The resiliency of Shakespeare’s work and its relevance to lawyers continues centuries after the words were first scratched onto parchment and performed on the shores of the River Thames in London. The point of this article is not to advocate for a campaign of carpet-bombing legal briefs and arguments with quotes from Shakespeare, but rather to suggest that this giant of the literary world has gifted lawyers with timeless insights that may help us better “suit the action to the word, the word to the action”9 as we practice our craft. My mentor’s traumatic experience in the middle of our trial was a lesson for me in many ways, including to not let Shakespeare’s “cold wisdom” be “too early seen unknown, and known too late.”10


1. If you are a fan of Hamlet, I highly recommend the 1990 movie Rosencrantz & Guildenstern Are Dead with Gary Oldham, Tim Roth, and Richard Dreyfuss.

2. “Some are born great, some achieve greatness, and some have greatness thrust upon ‘em.” Twelfth Night (Act 2, scene 5, lines 149 - 150)

3. It would take more space than we have here to even begin to give proper treatment to all the lessons lawyers can learn about being a lawyer from reading Shakespeare.

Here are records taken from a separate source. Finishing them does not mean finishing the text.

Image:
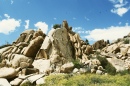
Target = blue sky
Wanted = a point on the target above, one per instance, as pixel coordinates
(92, 19)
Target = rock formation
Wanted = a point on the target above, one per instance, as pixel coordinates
(34, 55)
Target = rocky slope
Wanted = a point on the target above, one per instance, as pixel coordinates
(35, 54)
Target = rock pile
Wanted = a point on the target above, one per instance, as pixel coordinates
(34, 55)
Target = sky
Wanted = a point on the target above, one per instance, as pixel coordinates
(91, 19)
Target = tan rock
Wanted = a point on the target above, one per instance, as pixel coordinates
(4, 82)
(42, 65)
(8, 72)
(33, 47)
(16, 82)
(21, 61)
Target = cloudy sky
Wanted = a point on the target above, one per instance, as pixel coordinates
(92, 19)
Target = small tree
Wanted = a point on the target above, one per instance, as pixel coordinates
(57, 26)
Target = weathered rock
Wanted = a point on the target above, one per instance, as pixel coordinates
(67, 68)
(28, 71)
(33, 47)
(57, 45)
(41, 81)
(8, 72)
(99, 44)
(21, 61)
(42, 65)
(16, 82)
(4, 82)
(25, 36)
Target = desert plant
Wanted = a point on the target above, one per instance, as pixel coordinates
(126, 41)
(77, 64)
(87, 42)
(106, 65)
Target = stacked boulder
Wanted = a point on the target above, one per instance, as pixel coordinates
(35, 54)
(118, 53)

4. For example, the couple lines in Romeo and Juliet where we learn that Juliet’s nurse lost a child (Susan) the same age as Juliet profoundly influences our views on the character, her conduct, and her relationship with Juliet.

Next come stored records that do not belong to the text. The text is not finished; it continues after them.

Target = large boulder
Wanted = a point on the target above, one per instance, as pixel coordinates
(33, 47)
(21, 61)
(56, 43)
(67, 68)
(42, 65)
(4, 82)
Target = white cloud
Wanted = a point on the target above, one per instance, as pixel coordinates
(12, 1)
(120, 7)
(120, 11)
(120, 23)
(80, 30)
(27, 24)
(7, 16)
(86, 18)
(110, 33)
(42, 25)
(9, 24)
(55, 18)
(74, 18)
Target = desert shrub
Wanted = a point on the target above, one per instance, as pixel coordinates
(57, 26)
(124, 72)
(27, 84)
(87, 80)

5. Bryson, Bill, Shakespeare: The World as Stage, at 115 (Harper Collins, 2007).

6. See <http://public.oed.com/the-oed-today/recent-updates-to-the-oed/previous-updates/december-2011/100000-entries-published-and-counting/>. These figures have changed over the years (more controversy again), but the point remains the same – Shakespeare has had a profound influence on the English language.

7. I excluded quotes from plays like Hamlet, Othello, and Macbeth because those plays could each produce a substantial list of quotes on their own.

8. All of the cited quotations come from the Folger Shakespeare Library editions of the plays as published by Simon and Schuster.

9. Hamlet (Act 3, scene 2, lines 18 - 19)

10. “Cold wisdom” comes from All’s Well That Ends Well (Act 1, scene 1, line 110), and “too early seen unknown, and known too late” comes from Romeo and Juliet (Act 1, scene 5, line 153).